BES2002 Poster Presentations Reproduction (28 abstracts)
Department of Reproductive Science & Medicine, Imperial College Faculty of Medicine and St Mary's Hospital, London, UK.
A 29 year old male and his wife presented with an 18 month history of primary infertility. History and initial investigations suggested no major female component but a semen analysis revealed azoospermia.

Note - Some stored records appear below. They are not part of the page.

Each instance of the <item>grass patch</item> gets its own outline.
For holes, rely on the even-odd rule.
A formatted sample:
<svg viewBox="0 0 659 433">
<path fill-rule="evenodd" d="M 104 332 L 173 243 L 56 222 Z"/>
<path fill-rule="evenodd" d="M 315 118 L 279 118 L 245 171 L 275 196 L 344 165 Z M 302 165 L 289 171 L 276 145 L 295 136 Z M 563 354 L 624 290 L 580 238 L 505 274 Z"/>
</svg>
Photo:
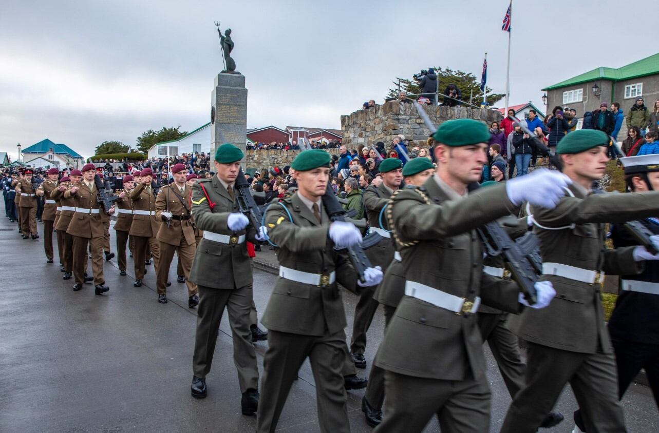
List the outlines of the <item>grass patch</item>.
<svg viewBox="0 0 659 433">
<path fill-rule="evenodd" d="M 604 309 L 604 320 L 606 322 L 608 322 L 609 318 L 611 317 L 611 313 L 614 311 L 614 307 L 616 306 L 616 300 L 617 299 L 617 295 L 602 293 L 602 307 Z"/>
</svg>

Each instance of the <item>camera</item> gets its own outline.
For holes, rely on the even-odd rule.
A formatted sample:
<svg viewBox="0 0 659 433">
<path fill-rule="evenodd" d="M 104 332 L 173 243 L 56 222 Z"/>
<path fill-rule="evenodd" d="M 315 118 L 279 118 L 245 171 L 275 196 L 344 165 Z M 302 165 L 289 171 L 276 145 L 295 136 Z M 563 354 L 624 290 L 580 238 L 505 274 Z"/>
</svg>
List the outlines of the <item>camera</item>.
<svg viewBox="0 0 659 433">
<path fill-rule="evenodd" d="M 421 70 L 420 72 L 419 72 L 418 74 L 415 74 L 412 76 L 416 81 L 420 81 L 421 78 L 422 78 L 426 74 L 428 74 L 428 71 L 426 70 L 425 69 L 422 69 Z"/>
</svg>

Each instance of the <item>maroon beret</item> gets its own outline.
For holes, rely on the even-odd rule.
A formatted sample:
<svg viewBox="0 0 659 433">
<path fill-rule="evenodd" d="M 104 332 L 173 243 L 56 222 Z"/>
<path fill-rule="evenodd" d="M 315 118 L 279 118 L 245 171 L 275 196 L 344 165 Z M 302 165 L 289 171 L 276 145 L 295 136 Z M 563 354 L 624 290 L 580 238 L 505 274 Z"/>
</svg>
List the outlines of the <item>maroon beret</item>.
<svg viewBox="0 0 659 433">
<path fill-rule="evenodd" d="M 183 165 L 183 164 L 175 164 L 174 165 L 171 166 L 172 173 L 178 173 L 179 171 L 184 171 L 184 170 L 187 171 L 187 168 L 186 168 L 185 166 Z"/>
</svg>

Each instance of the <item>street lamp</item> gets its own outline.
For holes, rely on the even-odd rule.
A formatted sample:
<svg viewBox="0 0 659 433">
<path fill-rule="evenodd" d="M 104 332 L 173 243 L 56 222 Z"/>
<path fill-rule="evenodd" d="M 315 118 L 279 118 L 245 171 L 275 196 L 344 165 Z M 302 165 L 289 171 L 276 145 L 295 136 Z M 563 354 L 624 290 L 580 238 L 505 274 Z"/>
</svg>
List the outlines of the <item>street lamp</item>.
<svg viewBox="0 0 659 433">
<path fill-rule="evenodd" d="M 597 83 L 595 83 L 594 84 L 592 85 L 592 93 L 595 96 L 598 97 L 598 99 L 599 99 L 600 95 L 602 94 L 602 93 L 600 91 L 600 86 L 597 85 Z"/>
</svg>

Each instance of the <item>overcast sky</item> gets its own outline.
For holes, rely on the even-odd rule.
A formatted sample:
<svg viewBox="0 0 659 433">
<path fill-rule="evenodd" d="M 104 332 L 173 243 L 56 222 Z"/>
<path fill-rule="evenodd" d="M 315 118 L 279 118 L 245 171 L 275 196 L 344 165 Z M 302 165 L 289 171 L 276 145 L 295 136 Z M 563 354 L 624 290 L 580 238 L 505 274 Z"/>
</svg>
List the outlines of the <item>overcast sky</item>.
<svg viewBox="0 0 659 433">
<path fill-rule="evenodd" d="M 14 159 L 17 143 L 24 148 L 47 138 L 88 157 L 105 140 L 134 145 L 148 129 L 206 123 L 222 69 L 215 20 L 232 29 L 232 55 L 248 90 L 248 128 L 338 128 L 341 115 L 370 99 L 382 102 L 397 76 L 437 65 L 480 78 L 486 51 L 488 86 L 503 93 L 507 6 L 4 0 L 0 151 Z M 531 100 L 542 108 L 544 86 L 654 54 L 657 16 L 656 0 L 515 0 L 511 105 Z"/>
</svg>

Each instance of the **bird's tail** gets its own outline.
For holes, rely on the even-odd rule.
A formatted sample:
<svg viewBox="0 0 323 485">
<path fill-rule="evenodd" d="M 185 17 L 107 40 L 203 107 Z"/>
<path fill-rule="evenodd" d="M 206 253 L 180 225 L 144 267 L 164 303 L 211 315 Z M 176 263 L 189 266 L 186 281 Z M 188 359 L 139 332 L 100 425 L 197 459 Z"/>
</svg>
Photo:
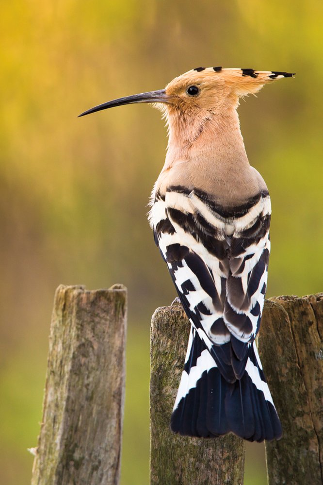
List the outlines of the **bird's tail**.
<svg viewBox="0 0 323 485">
<path fill-rule="evenodd" d="M 204 437 L 232 432 L 250 441 L 279 439 L 281 425 L 256 346 L 240 380 L 227 382 L 192 327 L 171 419 L 175 433 Z"/>
</svg>

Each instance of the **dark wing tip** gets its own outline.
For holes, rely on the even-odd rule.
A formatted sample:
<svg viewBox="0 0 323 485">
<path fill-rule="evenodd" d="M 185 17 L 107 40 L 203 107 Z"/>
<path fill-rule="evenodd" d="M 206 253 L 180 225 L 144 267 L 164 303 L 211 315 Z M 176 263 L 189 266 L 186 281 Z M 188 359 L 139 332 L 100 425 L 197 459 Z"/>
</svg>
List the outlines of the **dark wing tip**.
<svg viewBox="0 0 323 485">
<path fill-rule="evenodd" d="M 272 74 L 269 76 L 270 78 L 275 79 L 278 76 L 283 76 L 284 78 L 293 78 L 296 72 L 285 72 L 283 71 L 272 71 Z"/>
</svg>

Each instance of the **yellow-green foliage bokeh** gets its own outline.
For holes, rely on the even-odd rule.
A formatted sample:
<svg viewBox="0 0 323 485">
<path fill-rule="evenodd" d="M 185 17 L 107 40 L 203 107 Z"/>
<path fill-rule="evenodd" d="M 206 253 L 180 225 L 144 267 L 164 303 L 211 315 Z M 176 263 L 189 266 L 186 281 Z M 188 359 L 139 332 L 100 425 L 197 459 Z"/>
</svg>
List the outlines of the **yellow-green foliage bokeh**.
<svg viewBox="0 0 323 485">
<path fill-rule="evenodd" d="M 323 290 L 323 11 L 319 0 L 1 5 L 0 483 L 30 481 L 56 287 L 119 282 L 129 291 L 122 483 L 148 483 L 150 318 L 175 296 L 145 216 L 166 133 L 145 105 L 78 119 L 85 109 L 199 66 L 296 72 L 240 114 L 272 199 L 267 296 Z M 245 483 L 263 484 L 262 448 L 249 449 Z"/>
</svg>

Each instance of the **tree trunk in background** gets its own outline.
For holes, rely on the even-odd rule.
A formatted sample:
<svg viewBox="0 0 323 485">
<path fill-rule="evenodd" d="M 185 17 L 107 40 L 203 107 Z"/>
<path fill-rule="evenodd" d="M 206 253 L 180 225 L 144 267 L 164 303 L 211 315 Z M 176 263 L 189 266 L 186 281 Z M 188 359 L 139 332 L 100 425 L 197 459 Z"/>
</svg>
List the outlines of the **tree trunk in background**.
<svg viewBox="0 0 323 485">
<path fill-rule="evenodd" d="M 240 485 L 244 443 L 227 435 L 215 439 L 172 433 L 173 409 L 188 341 L 190 323 L 181 305 L 158 308 L 151 321 L 151 485 Z"/>
<path fill-rule="evenodd" d="M 127 290 L 56 290 L 32 485 L 116 485 Z"/>
<path fill-rule="evenodd" d="M 259 350 L 283 426 L 266 443 L 269 485 L 323 483 L 323 293 L 265 302 Z"/>
</svg>

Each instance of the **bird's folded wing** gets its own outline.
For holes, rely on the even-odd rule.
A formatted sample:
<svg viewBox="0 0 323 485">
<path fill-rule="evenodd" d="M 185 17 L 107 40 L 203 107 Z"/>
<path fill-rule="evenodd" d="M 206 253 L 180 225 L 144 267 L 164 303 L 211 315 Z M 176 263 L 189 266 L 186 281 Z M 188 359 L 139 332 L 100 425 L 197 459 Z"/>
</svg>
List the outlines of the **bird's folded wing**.
<svg viewBox="0 0 323 485">
<path fill-rule="evenodd" d="M 192 323 L 224 377 L 234 382 L 244 372 L 259 329 L 270 214 L 260 195 L 236 212 L 228 235 L 228 218 L 199 196 L 177 188 L 157 199 L 151 215 L 155 241 Z"/>
</svg>

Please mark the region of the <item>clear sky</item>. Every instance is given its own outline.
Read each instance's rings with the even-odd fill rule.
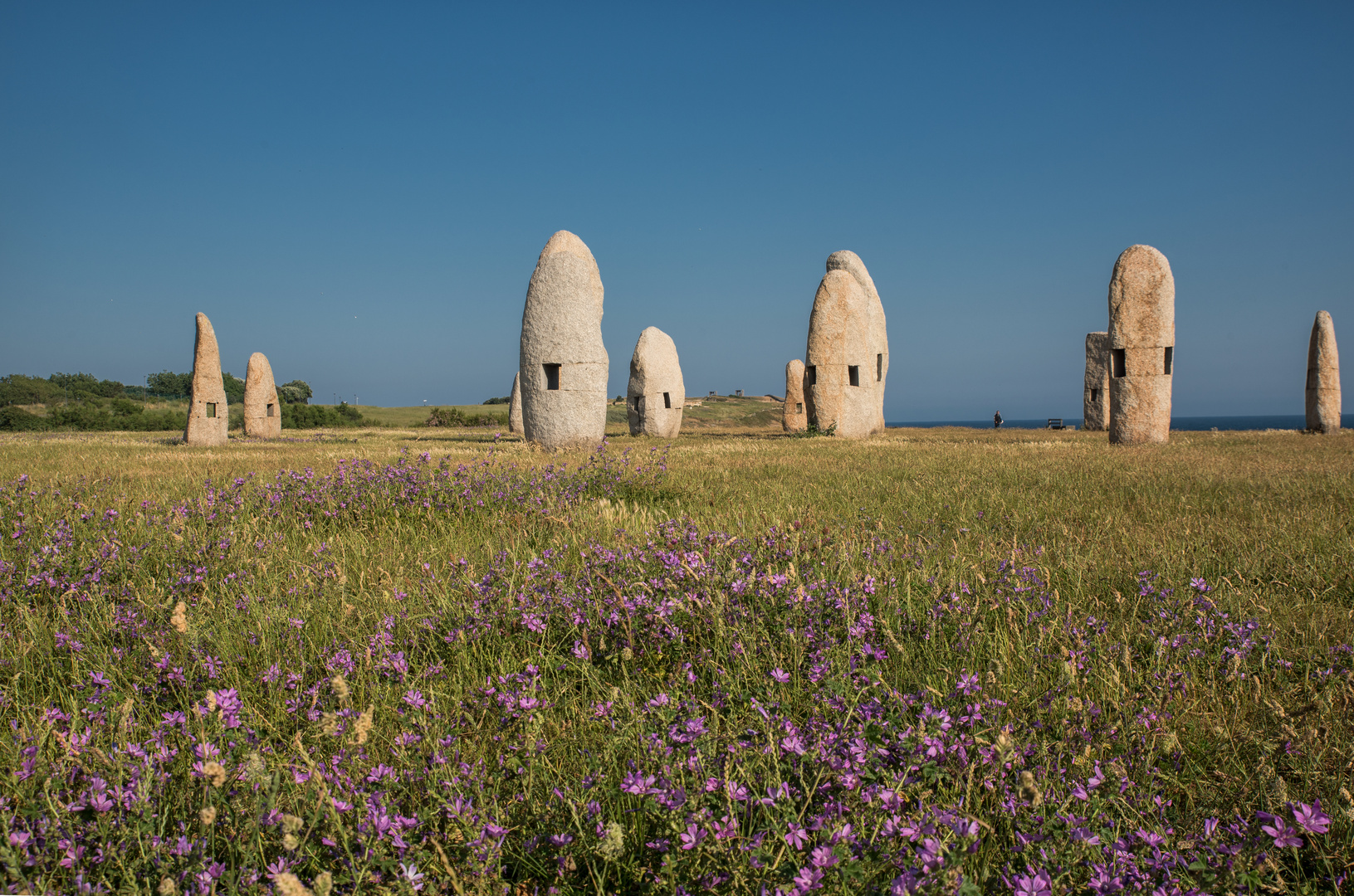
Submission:
[[[559,229],[689,394],[776,393],[827,254],[890,421],[1080,416],[1118,253],[1177,284],[1174,413],[1303,413],[1354,346],[1354,5],[0,4],[0,374],[268,355],[317,399],[505,395]],[[1354,348],[1347,349],[1354,357]],[[1346,378],[1347,380],[1347,378]]]

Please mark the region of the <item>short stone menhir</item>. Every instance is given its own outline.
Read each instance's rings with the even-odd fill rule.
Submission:
[[[785,364],[785,409],[781,426],[788,433],[802,433],[808,429],[808,411],[804,410],[804,363],[798,357]]]
[[[864,439],[884,432],[884,306],[854,252],[834,252],[826,267],[808,317],[804,410],[807,422],[821,432]],[[788,407],[789,395],[785,401]]]
[[[1109,280],[1110,444],[1170,439],[1174,356],[1171,265],[1152,246],[1129,246]]]
[[[521,424],[544,448],[607,436],[607,346],[601,272],[584,241],[561,230],[536,260],[521,313]],[[510,410],[509,410],[510,413]]]
[[[1316,313],[1307,345],[1307,429],[1317,433],[1340,429],[1340,356],[1330,311]]]
[[[245,434],[250,439],[282,436],[282,403],[272,379],[272,364],[263,352],[249,356],[245,372]]]
[[[221,378],[221,349],[217,332],[202,311],[192,346],[192,394],[188,397],[188,425],[183,440],[188,445],[215,448],[227,440],[226,383]]]
[[[1086,334],[1086,379],[1082,395],[1082,429],[1109,428],[1109,333]]]
[[[630,359],[630,383],[626,388],[630,434],[676,439],[681,432],[685,402],[686,384],[681,378],[677,345],[657,326],[646,328]]]

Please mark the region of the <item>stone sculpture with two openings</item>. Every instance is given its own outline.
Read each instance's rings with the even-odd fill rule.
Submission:
[[[1109,282],[1110,444],[1163,443],[1171,430],[1175,277],[1152,246],[1129,246]]]
[[[887,376],[888,329],[875,282],[854,252],[834,252],[808,318],[807,422],[848,439],[883,432]],[[785,401],[788,414],[788,394]]]
[[[646,328],[630,359],[626,417],[631,436],[674,439],[681,432],[686,384],[672,337],[657,326]]]

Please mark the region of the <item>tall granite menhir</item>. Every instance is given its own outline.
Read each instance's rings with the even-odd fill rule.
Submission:
[[[681,432],[685,402],[686,384],[681,378],[677,345],[657,326],[646,328],[630,359],[630,384],[626,388],[630,434],[676,439]]]
[[[601,272],[584,241],[561,230],[536,260],[521,313],[521,425],[546,448],[607,434]]]
[[[1340,355],[1330,311],[1316,313],[1307,345],[1307,428],[1319,433],[1340,429]]]
[[[192,394],[183,440],[190,445],[226,444],[226,383],[221,379],[221,349],[211,321],[198,311],[198,337],[192,346]]]
[[[875,425],[871,432],[884,432],[884,383],[888,380],[888,322],[884,318],[884,303],[879,299],[875,279],[865,269],[865,263],[850,249],[841,249],[827,256],[829,271],[845,271],[856,277],[865,291],[865,357],[869,371],[861,376],[871,380],[869,388],[875,398]]]
[[[862,439],[884,429],[888,336],[865,265],[834,252],[818,284],[804,355],[804,409],[819,430]]]
[[[1163,443],[1171,430],[1175,277],[1152,246],[1129,246],[1109,280],[1110,444]]]
[[[1083,390],[1082,429],[1105,432],[1109,426],[1109,333],[1086,334]]]
[[[245,372],[245,434],[255,439],[282,436],[282,402],[272,379],[272,364],[263,352],[249,356]]]
[[[808,411],[804,409],[804,363],[798,357],[785,364],[785,409],[780,425],[788,433],[802,433],[808,429]]]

There was no history of any sexual dysfunction and neither partner was receiving any medication. Clinical examination revealed normal secondary sexual characteristics. Both testicles were of normal consistency with a volume of approximately 15mls but a 4x2cm mass was palpable at the lower pole of left testis. Laboratory investigations revealed: serum testosterone 37.1nmol\/l (10.0-38.0 nmol\/l), LH<0.3U\/L (3.0-12.0 U\/L), and FSH <0.1IU/L (3.0-11.0 U/L). Serum beta-HCG, alphaFP, LDH, oestradiol and inhibin levels were within the normal range. A repeated semen analysis, confirmed azoospermia. Testicular ultrasound demonstrated a well-defined hypoechoic mass, measuring 31x23x17 mm and containing several flecks of calcification, arising from the lower pole of the left testis. A left orchidectomy was performed. Macroscopical histopathological examination revealed a single firm dark brown nodule 2.8 cm in diameter arising from the lower pole of the testis. The tumour appeared to be distending the capsule of the testis but not extending through it. Microscopical examination was consistent with a Leydig cell tumour. Computerised tomography of the chest, abdomen and pelvis was normal. Six months later laboratory investigations revealed a serum testosterone of 14.3 nmol/l, an LH of 5.4U/L and an FSH of 4.3U/L respectively. A repeated semen analysis was normal: volume 1.8 ml (2-10 ml), count 124x10(super)6(/super)(20-350x10(super)6(/super)), motility 80%(>60%), abnormal forms <15%( <15%).Three months later his wife was pregnant. In summary, our patient presented with azoospermia, secondary to a Leydig cell tumour associated with autonomous testosterone secretion, which was reversible after removal of the tumour.